FEW political issues arouse as much passion as the future of the health service. We all want the reassurance that we and members of our family will get the best possible treatment if we are injured or unwell.

So there was widespread shock locally when, a year ago, the national inquiry team headed by Sir Bruce Keogh, Clinical Director of the NHS, made serious criticisms of Buckinghamshire’s hospitals. When I read the report, one point that struck me was that while the Keogh team had found plenty of examples of very good treatment at both Stoke Mandeville and Wycombe, the Hospitals Trust was not good at making sure that best practice was followed everywhere. For patients, there seemed to be an element of a lottery, with the quality of treatment and care depending on which ward you were in or which staff were on duty.

The Bucks NHS Trust was put into special measures, with advisers brought in from successful hospitals to help the local team turn things round. And the good news is that that effort has succeeded. Earlier this year, inspectors reported very significant improvements and the special measures were brought to an end.

There is of course more to do. End-of-life care and A & E services are not yet as good as they should be.

In fairness to the trust, there are national and not just local challenges over these two areas of care.

With end-of-life care, I never cease to be amazed and impressed by the high standards and tireless commitment of the hospice movement, whether that takes the form of units like Florence Nightingale House, at Stoke Mandeville, or the help given by Iain Rennie and Macmillan Nurses to patients and families in their homes. But most people don’t die in a hospice and I don’t think we’ve yet managed to mainstream hospice standards in hospital wards.

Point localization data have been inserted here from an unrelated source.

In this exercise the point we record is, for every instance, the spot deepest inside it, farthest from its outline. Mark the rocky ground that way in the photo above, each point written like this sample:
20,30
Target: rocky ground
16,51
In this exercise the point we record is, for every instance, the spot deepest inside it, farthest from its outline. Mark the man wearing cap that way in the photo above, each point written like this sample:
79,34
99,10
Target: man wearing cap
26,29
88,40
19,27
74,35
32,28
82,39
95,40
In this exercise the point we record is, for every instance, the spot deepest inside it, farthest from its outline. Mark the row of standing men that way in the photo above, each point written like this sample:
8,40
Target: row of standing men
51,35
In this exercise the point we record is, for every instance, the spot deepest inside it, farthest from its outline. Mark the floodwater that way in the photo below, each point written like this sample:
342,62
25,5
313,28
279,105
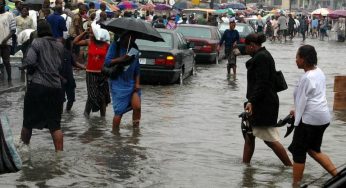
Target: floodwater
189,136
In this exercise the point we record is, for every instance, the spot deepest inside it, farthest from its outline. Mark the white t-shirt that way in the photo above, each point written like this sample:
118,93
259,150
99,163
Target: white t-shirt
310,99
282,21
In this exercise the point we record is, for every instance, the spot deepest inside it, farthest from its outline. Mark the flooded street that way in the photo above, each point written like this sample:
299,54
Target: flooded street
189,134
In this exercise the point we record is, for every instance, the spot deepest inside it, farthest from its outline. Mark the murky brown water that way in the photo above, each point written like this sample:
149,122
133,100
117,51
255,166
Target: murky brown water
190,135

Several different pressures have combined to swell the number of people going to hospital A & E departments. Some of it is down to the fact that many more people these days live to a great age, with the inevitable frailties and risks of ill-health that that brings. Some of the pressure is certainly due to reduced public confidence in out-of-hours services since most GPs withdrew from providing that cover. A third element, and one that GPs themselves mention to me, is that more people than in past generations opt for A & E immediately, rather than look first to the local pharmacist and seeing if the condition will start to clear up after a couple of days of self-treatment.

For as far ahead as I can see, we are going to need to continue spending a large proportion of our taxes on health. That means we need our economy to continue growing. But the reality is also that increased longevity, new drugs and new treatments –all in themselves good things- mean that pressures on the health budget will also grow. That in turn means that we shall need to squeeze the maximum value out of every pound spent and work out ways to relieve pressure on hospital services from people who could get effective treatment elsewhere.